Mais pourquoi l’industrie de la viande s’accroche-t-elle si étroitement à son steak ? Si le débat peut paraître ridicule à certains, il cache en réalité une vérité plus sombre. La viande française et notamment toute la filière artisanale souffre. Pour paraphraser Noam Chomsky (professeur américain émérite de linguistique) : les mots aident à co-construire l’identité. Utilisez le terme flanchet par le secteur opposé, c’est dénaturer la tradition boucherie. Mais que faire dans une société en constante évolution ? La langue évolue, même l’écriture change de forme.
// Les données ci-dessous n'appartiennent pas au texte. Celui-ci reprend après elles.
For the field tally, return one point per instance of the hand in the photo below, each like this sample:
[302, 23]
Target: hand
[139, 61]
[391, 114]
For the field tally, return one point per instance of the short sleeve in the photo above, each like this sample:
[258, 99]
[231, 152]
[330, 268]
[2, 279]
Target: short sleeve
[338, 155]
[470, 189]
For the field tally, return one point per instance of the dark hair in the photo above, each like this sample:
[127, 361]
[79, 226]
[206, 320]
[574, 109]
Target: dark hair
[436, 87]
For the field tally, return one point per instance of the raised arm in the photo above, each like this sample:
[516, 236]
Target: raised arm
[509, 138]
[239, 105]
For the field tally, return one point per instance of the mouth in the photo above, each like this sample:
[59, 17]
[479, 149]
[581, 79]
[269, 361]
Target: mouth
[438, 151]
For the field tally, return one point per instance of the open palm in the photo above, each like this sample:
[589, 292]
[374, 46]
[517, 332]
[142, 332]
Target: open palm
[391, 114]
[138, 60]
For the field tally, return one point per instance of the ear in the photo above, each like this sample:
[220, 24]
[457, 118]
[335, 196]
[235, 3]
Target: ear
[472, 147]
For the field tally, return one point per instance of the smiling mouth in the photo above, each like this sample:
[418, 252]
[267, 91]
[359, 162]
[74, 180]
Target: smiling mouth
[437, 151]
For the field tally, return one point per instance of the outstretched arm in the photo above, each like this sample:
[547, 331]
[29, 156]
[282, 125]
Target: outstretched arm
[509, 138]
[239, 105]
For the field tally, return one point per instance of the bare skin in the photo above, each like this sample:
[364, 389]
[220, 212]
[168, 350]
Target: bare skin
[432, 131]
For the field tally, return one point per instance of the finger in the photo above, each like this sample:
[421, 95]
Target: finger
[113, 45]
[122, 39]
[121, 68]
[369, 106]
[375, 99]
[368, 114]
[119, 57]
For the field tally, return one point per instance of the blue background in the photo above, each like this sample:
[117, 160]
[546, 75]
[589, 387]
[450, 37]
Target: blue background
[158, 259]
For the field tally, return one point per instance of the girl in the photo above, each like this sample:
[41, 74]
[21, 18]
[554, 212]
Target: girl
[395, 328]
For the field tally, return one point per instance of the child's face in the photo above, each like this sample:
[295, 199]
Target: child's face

Ce qu’il faut faire ? Rester sur ces acquis qui seront sans doute perdus ou se forger une nouvelle identité en se concentrant sur les vrais enjeux de notre agriculture ?
La viande, c’est un savoir-faire unique, des techniques de découpe enviées partout dans le monde, une histoire, des éleveurs qui perpétuent les races. Le vrai travail ne devrait-il pas se concentrer exclusivement sur l’éducation des jeunes générations ? Soutenir l’artisanat et la qualité ? Ceci n’est pas un homonymie ce qui est totalement responsable de la crise vécue par nos éleveurs. Ce sont plutôt les pâles copies industrielles qui envahissent le marché, les éleveurs qui peinent à se rémunérer convenablement et l’inflation qui incite les Français à consommer toujours plus de produits bas de gamme. Manger mieux, manger moins, c’est meilleur pour l’environnement et la santé. Cela a un prix. Laissons les mots de côté et concentrons-nous sur les vrais défis à relever ensemble.
Défi : nm « obstacle qu’une civilisation, un groupe, une personne doit surmonter ».